It's harder trying to explain that Roberts Shoe Store can't match the Internet's shoe selection or that Simon, who joined the staff in 1982, wants to get out with his business still in the black.
Simon's late father-in-law, Nate Roberts, founded Roberts Shoes in1937. Back then, customers were primarily Scandinavian immigrants in need of work boots. As the neighborhood changed, so did the inventory. Roberts kept Latino couples in church-appropriate footwear and African-American kids in shiny new school shoes.
Now, it's everything-must-go time.
Customer Joseph Pruitt scanned the super-sale rack, which included mismatched pairs of high-end athletic shoes.
"One might be size 12 and one might be size 7," he said. "If I put 'em on, the more I'm looking at 'em like they fit. Now they're starting to look right. Wait, no, they ain't right. But maybe I can play it off."
Before the sale, the walls were a mosaic of Nike, Reebok and Converse. For nearly 20 years, such styles made Roberts a go-to destination for customers like Bert Cambridge. He recalled the weekends he spent lining up for the latest releases.
"They always had new sneakers on Saturdays, the newest pair of Jordans or Nikes," he said. "This was before online presence was relevant. You wait, you get the kicks you want, and you're on your way."
Longtime customer Wabash ("That's just Wabash) is partial to "the snakes, lizards and gators," some of Roberts' custom offerings.
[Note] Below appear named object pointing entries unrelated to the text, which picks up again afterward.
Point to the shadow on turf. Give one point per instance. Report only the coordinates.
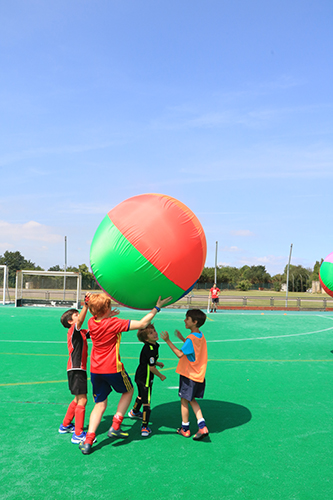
(165, 419)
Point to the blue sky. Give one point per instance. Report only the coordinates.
(224, 105)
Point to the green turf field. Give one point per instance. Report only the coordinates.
(268, 406)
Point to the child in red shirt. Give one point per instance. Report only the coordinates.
(107, 370)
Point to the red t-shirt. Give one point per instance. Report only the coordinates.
(106, 336)
(77, 349)
(214, 292)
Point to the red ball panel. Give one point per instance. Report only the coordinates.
(166, 233)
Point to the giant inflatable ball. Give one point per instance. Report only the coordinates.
(146, 246)
(326, 274)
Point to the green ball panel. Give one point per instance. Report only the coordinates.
(326, 276)
(124, 273)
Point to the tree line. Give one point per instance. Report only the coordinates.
(243, 278)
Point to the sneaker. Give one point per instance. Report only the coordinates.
(85, 448)
(119, 433)
(77, 439)
(201, 434)
(145, 431)
(183, 433)
(134, 414)
(68, 428)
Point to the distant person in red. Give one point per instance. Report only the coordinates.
(214, 293)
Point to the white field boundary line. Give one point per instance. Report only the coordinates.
(208, 341)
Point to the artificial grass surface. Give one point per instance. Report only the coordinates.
(268, 407)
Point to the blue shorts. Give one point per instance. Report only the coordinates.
(104, 383)
(188, 389)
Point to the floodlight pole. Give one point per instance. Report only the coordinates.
(65, 266)
(215, 273)
(291, 247)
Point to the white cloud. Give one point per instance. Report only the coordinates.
(31, 230)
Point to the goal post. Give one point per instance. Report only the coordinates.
(48, 288)
(4, 284)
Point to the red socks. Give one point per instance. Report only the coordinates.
(79, 419)
(70, 414)
(116, 422)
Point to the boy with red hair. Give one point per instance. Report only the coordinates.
(107, 370)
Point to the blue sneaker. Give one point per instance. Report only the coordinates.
(134, 414)
(68, 428)
(119, 433)
(145, 431)
(78, 439)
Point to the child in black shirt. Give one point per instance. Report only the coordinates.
(144, 376)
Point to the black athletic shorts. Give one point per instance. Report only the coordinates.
(188, 389)
(77, 382)
(144, 392)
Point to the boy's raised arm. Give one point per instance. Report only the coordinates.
(155, 371)
(142, 323)
(83, 312)
(165, 337)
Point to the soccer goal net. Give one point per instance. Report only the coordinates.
(46, 288)
(4, 290)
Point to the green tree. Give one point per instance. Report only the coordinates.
(16, 262)
(299, 278)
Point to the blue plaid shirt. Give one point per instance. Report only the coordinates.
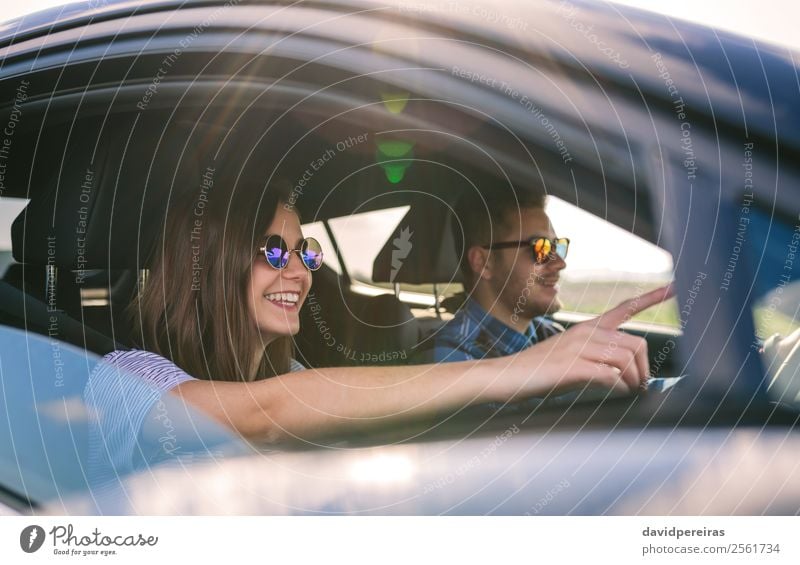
(475, 334)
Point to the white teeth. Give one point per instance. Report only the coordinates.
(291, 297)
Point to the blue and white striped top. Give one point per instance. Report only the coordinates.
(158, 371)
(121, 405)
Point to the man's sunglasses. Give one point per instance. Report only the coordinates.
(544, 249)
(277, 253)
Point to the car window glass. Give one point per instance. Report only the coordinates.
(607, 265)
(361, 237)
(9, 209)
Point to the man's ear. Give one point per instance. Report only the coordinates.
(478, 258)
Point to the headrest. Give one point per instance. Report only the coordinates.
(107, 197)
(421, 249)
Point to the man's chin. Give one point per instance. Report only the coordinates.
(550, 308)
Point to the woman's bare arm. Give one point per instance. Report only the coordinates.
(311, 403)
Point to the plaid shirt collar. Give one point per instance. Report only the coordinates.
(494, 334)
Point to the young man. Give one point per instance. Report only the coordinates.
(511, 260)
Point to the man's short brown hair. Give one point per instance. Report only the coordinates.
(479, 217)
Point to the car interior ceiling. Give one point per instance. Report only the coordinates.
(133, 162)
(122, 220)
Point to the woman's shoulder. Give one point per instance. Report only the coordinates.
(151, 366)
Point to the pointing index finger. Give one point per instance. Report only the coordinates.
(625, 311)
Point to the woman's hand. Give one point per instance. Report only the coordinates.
(590, 353)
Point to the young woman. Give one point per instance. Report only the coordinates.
(216, 320)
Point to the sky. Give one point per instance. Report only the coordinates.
(774, 21)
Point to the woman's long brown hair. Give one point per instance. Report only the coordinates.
(193, 309)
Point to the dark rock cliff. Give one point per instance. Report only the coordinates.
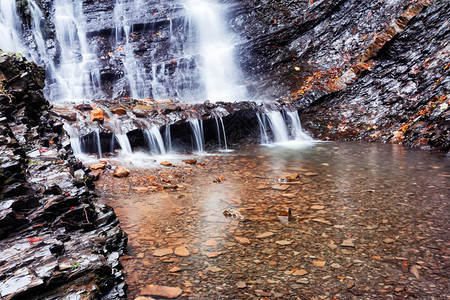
(55, 240)
(370, 70)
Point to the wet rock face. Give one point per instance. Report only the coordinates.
(55, 240)
(404, 98)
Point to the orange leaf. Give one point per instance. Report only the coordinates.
(34, 240)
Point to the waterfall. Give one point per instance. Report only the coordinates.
(220, 125)
(98, 142)
(10, 30)
(262, 128)
(278, 126)
(134, 69)
(167, 139)
(220, 75)
(154, 140)
(197, 130)
(124, 142)
(218, 133)
(297, 131)
(75, 141)
(77, 76)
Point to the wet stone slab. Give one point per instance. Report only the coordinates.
(371, 223)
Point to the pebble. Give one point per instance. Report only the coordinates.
(283, 243)
(162, 252)
(300, 272)
(182, 251)
(302, 281)
(317, 207)
(348, 243)
(242, 240)
(265, 235)
(161, 291)
(319, 263)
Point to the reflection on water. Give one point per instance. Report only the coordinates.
(369, 220)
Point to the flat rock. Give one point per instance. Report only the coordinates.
(317, 207)
(348, 243)
(214, 269)
(182, 251)
(322, 220)
(162, 252)
(319, 263)
(242, 240)
(213, 254)
(302, 281)
(97, 166)
(283, 243)
(211, 243)
(265, 235)
(121, 172)
(280, 187)
(190, 161)
(175, 269)
(300, 272)
(161, 291)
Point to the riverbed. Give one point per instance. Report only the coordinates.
(318, 221)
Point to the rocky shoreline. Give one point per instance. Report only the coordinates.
(56, 240)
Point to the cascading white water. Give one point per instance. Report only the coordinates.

He imagines a future of tip- toeing around or whatever it takes to preserve the fancy footwear he's purchased from the iconic shoe seller.
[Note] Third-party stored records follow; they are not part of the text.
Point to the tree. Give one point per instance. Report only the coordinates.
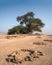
(28, 24)
(31, 23)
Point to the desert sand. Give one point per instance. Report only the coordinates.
(23, 44)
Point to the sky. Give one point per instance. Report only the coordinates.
(10, 9)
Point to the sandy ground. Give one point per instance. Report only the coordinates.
(8, 44)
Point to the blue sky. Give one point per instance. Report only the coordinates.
(10, 9)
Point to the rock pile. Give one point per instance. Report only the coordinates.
(23, 55)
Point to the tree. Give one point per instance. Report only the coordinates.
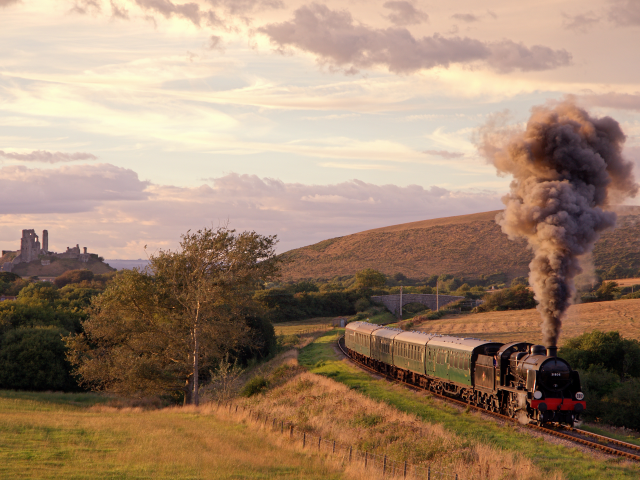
(370, 278)
(608, 350)
(152, 331)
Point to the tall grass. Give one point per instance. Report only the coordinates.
(469, 428)
(46, 436)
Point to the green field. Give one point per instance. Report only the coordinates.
(298, 326)
(321, 358)
(77, 436)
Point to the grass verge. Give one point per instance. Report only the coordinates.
(320, 358)
(76, 437)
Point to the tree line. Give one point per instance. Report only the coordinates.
(157, 331)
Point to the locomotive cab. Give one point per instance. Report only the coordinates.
(553, 391)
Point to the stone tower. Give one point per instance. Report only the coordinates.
(29, 246)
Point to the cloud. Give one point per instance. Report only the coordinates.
(404, 13)
(620, 101)
(444, 154)
(580, 23)
(115, 213)
(466, 17)
(625, 13)
(84, 7)
(119, 12)
(239, 7)
(67, 189)
(191, 11)
(336, 40)
(47, 157)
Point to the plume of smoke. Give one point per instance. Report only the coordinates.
(567, 167)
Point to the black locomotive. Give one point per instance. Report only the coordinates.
(518, 379)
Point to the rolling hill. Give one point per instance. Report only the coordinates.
(466, 246)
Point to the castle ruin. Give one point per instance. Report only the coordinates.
(31, 250)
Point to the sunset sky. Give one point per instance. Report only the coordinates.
(126, 123)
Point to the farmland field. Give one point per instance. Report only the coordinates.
(297, 326)
(512, 325)
(70, 436)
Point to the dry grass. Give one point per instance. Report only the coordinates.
(41, 440)
(333, 411)
(464, 246)
(292, 328)
(620, 315)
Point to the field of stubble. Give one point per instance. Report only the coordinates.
(620, 315)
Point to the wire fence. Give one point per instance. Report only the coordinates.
(346, 453)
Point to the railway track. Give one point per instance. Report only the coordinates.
(583, 437)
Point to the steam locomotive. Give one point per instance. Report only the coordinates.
(517, 379)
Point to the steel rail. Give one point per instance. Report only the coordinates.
(549, 430)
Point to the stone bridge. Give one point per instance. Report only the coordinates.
(395, 302)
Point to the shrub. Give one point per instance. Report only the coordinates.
(514, 298)
(362, 304)
(34, 359)
(254, 386)
(606, 350)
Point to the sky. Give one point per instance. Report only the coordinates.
(124, 124)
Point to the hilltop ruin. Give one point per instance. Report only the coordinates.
(31, 251)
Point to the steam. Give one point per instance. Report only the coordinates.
(567, 168)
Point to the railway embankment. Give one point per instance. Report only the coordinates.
(327, 410)
(539, 452)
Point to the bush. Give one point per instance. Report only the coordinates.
(605, 350)
(362, 304)
(609, 367)
(254, 386)
(34, 359)
(514, 298)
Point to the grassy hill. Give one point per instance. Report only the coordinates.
(465, 246)
(515, 325)
(60, 265)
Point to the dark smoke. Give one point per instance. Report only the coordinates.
(567, 168)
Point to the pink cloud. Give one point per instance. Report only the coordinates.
(111, 209)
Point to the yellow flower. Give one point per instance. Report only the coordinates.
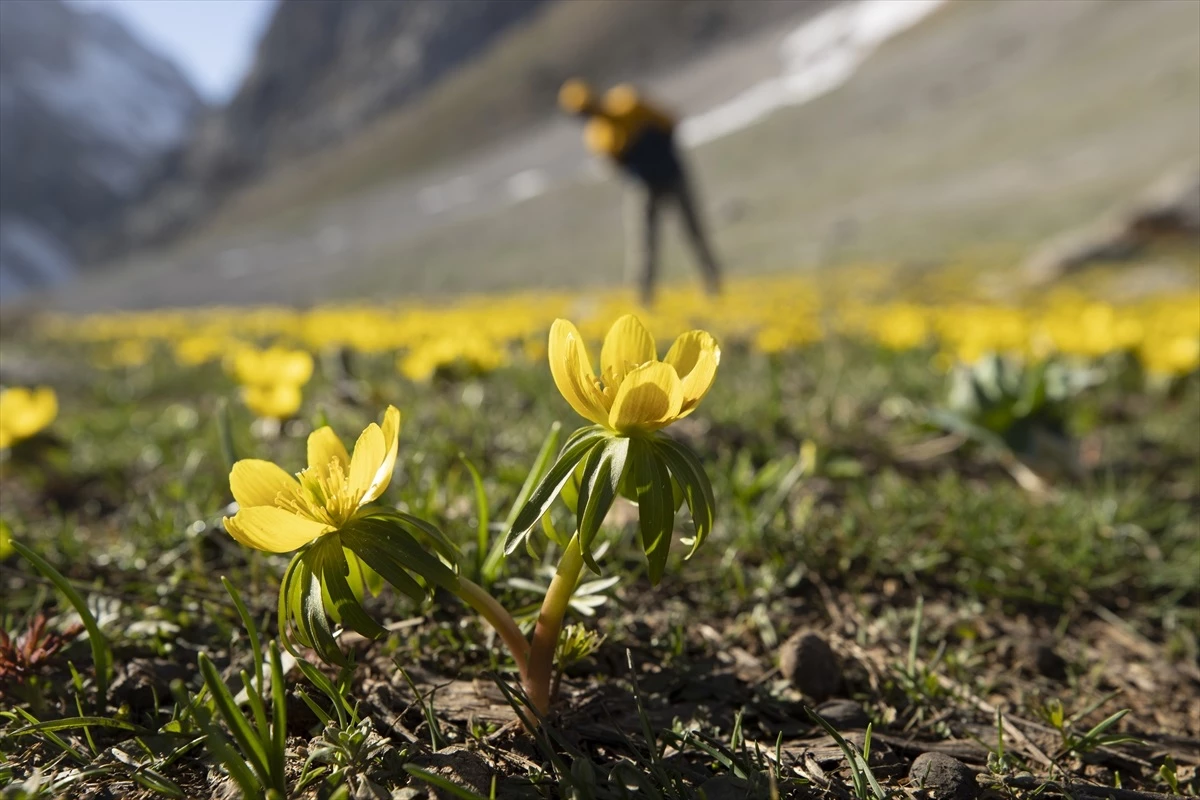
(636, 392)
(275, 401)
(23, 413)
(271, 366)
(279, 513)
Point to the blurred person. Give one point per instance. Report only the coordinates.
(640, 139)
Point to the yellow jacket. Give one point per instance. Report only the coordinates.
(621, 120)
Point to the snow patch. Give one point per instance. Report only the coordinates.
(30, 256)
(817, 56)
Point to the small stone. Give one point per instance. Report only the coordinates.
(945, 777)
(809, 662)
(844, 715)
(1042, 659)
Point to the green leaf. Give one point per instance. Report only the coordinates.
(81, 722)
(387, 541)
(603, 473)
(289, 603)
(481, 535)
(577, 446)
(439, 782)
(448, 549)
(312, 620)
(101, 650)
(251, 629)
(223, 752)
(689, 471)
(279, 715)
(649, 482)
(225, 434)
(540, 464)
(331, 569)
(239, 726)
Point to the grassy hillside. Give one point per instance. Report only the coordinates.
(511, 86)
(976, 134)
(971, 137)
"I don't wanna wear the bottom of the shoe out cause I can't get no more. I gotta be careful how I wear em," he said.
"We have a lot of customers, the ones that have the big feet, they have a hard time buying shoes," said store employee Inez Jimenez.
It's particularly true for older customers, Jimenez added. "There is no shoe place like this. They like to be waited on and that's one of the main things here. It's like you're at a restaurant, but these guys are waiting on you for your shoes."
Worker Rene Dennis Thompson said he's met customers who are 80, 90 years old who [have] come here since they were in their twenties — people who get married and they still have the shoes they bought here for $3 or $4. It's amazing."
On a recent afternoon, Simon said he was straightening a row of leather boots when he was distracted by a commotion outside. He found a lone individual shouting from the street corner.
"He was looking directly at our store and he was yelling, 'How could you do this to me?'" recalled Simon. "It was in frustration that we were closing."
For the past three months, Simon has been working seven days a week, from open to close. It's a schedule he'll keep until the beginning of November, when Roberts Shoe Store shuts the doors for the final time.
"It's the last shot," he said, "And I want to see everything that goes on and I want to be involved in it."